China SF, a nonprofit that works with San Francisco's Office of Economic and Workforce Development, also helped bring together the off-market sale of First and Mission to Oceanwide.
"We've been looking at real estate for last year and a half," said Darlene Chiu Bryant, executive director of China SF. "We created a book of properties interested in inbound investment" to show Chinese companies.

5) Buying big U.S. commercial properties makes headlines
There's no better way for a Chinese company to get name recognition overseas than investing in a trophy property. That's why more Bay Area business and political leaders know Vanke - not because of its $81.3 billion in total assets, but because it became the joint venture partner for Lumina. Even though Oceanwide has more than $5 billion in revenue, not many in the United States had heard of the developer until they paid $200 million for a downtown Los Angeles property in 2013.
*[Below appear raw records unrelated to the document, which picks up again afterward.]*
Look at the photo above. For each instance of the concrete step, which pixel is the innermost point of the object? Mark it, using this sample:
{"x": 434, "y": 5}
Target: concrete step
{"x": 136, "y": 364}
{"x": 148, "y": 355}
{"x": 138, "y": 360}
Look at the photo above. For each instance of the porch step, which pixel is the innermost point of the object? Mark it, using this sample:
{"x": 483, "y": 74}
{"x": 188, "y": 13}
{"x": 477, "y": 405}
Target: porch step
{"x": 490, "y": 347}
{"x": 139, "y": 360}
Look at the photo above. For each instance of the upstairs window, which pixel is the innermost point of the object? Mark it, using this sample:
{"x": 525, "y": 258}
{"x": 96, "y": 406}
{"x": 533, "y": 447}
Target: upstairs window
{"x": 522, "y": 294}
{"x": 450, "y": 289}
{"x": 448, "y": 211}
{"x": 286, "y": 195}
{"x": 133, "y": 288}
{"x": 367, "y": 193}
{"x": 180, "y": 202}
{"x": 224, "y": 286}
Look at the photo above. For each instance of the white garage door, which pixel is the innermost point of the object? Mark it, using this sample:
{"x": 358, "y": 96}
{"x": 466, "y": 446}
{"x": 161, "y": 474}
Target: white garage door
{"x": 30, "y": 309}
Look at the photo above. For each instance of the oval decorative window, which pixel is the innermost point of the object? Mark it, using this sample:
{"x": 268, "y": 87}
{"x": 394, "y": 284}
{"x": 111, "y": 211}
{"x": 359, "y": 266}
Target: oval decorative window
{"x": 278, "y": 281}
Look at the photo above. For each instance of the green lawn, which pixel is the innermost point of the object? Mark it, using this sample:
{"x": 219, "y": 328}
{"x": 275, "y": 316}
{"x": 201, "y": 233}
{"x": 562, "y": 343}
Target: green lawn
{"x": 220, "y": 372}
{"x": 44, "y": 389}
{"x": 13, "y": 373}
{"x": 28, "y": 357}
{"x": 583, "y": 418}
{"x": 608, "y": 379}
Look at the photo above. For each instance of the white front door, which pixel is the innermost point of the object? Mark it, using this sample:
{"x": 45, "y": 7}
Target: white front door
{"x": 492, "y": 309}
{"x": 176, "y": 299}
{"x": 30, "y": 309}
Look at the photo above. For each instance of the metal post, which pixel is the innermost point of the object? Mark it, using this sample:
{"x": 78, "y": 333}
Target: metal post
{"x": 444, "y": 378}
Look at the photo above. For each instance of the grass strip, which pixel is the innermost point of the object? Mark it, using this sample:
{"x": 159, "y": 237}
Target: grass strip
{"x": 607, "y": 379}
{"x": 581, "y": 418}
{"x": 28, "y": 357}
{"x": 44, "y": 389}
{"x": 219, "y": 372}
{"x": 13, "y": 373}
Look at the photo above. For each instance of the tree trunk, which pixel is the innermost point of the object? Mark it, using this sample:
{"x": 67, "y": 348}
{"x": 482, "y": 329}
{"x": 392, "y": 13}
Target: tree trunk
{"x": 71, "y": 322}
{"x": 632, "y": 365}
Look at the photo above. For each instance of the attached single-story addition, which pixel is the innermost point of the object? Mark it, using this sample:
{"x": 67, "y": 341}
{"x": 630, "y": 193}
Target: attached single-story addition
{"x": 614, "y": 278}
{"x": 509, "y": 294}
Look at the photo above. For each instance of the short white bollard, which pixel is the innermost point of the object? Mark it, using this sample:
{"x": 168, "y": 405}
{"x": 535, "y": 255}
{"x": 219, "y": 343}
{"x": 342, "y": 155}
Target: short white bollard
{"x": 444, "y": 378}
"It's also a way for these Chinese companies to become more visible international. If you're the first (company) to buy a building in New York or London or San Francisco, that's unbelievable PR in addition to the value of the specific deal," Hielscher said.

6) San Francisco has started to look more like Shanghai, kind of…
China has more than 70 towers taller than San Francisco's tallest building, the Transamerica Tower. Yes, San Francisco hasn't cared for height very much, but that's starting to change as the Transbay district pops up. One of the buildings Oceanwide will build will be the second-tallest in the city at 910 feet.

"It's fortuitous and not totally coincidental that this type of interest is coming as San Francisco seems finally to have understood that verticality makes for a better city and it's finally setting itself up to be a denser city with a 24-hour lifestyle," said Greg Flynn, CEO of Flynn Properties, which has retained a minority stake in 225 Bush St. after selling it to Chinese developer Kylli Inc. last year.